The Netflix Prize

What had begun as a contest to determine the best data scientist became a demonstration of diversity bonuses.

On October 6, 2006, Reed Hastings, the CEO of Netflix, announced an open competition to predict customers’ movie ratings. On that date, Netflix released data consisting of one hundred million movie ratings of one to five stars for seventeen thousand movies from their nearly half million users—the largest data set ever made available to the public. Contest rules were as follows: any contestant who could predict consumer ratings 10 percent more accurately than Netflix’s proprietary Cinematch algorithm would be awarded a $1,000,000 prize.10 Netflix had poured substantial resources into developing Cinematch. Improving on it by 10 percent would not prove easy.

The story of the Netflix Prize differs from traditional diversity narratives in which a single talented individual, given an opportunity, creates a breakthrough because of some idiosynchratic piece of information. Instead, teams of diverse, brilliant people competed to attain a goal. The contest attracted thousands of participants with a variety of technical backgrounds and work experiences. The teams applied an algorithmic zoo of conceptual, computational, and analytical approaches. Early in the contest, the top ten teams included a team of American undergraduate math majors, a team of Austrian computer programmers, a British psychologist and his calculus-wielding daughter, two Canadian electrical engineers, and a group of data scientists from AT&T research labs.
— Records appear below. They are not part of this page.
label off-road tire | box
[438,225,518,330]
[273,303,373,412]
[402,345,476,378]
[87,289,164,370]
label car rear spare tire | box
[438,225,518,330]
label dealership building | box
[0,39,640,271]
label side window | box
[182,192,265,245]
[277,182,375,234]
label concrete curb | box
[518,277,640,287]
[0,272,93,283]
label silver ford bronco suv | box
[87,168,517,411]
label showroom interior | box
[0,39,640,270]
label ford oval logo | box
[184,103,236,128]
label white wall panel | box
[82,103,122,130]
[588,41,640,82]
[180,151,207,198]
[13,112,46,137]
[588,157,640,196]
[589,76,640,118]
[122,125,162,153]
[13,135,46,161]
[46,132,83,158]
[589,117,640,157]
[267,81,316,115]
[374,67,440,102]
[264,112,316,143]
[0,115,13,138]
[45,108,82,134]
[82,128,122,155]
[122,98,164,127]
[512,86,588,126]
In the end, the participants discovered that their collective differences contributed as much as or more than their individual talents. By sharing perspectives, knowledge, information, and techniques, the contestants produced a sequence of quantifiable diversity bonuses.

Winning the Netflix Prize required the inference of patterns from an enormous data set. That data set covered a diverse population of people. Some liked horror films. Others preferred romantic comedies. Some liked documentaries. The modelers would attempt to account for this heterogeneity by creating categories of movies and of people.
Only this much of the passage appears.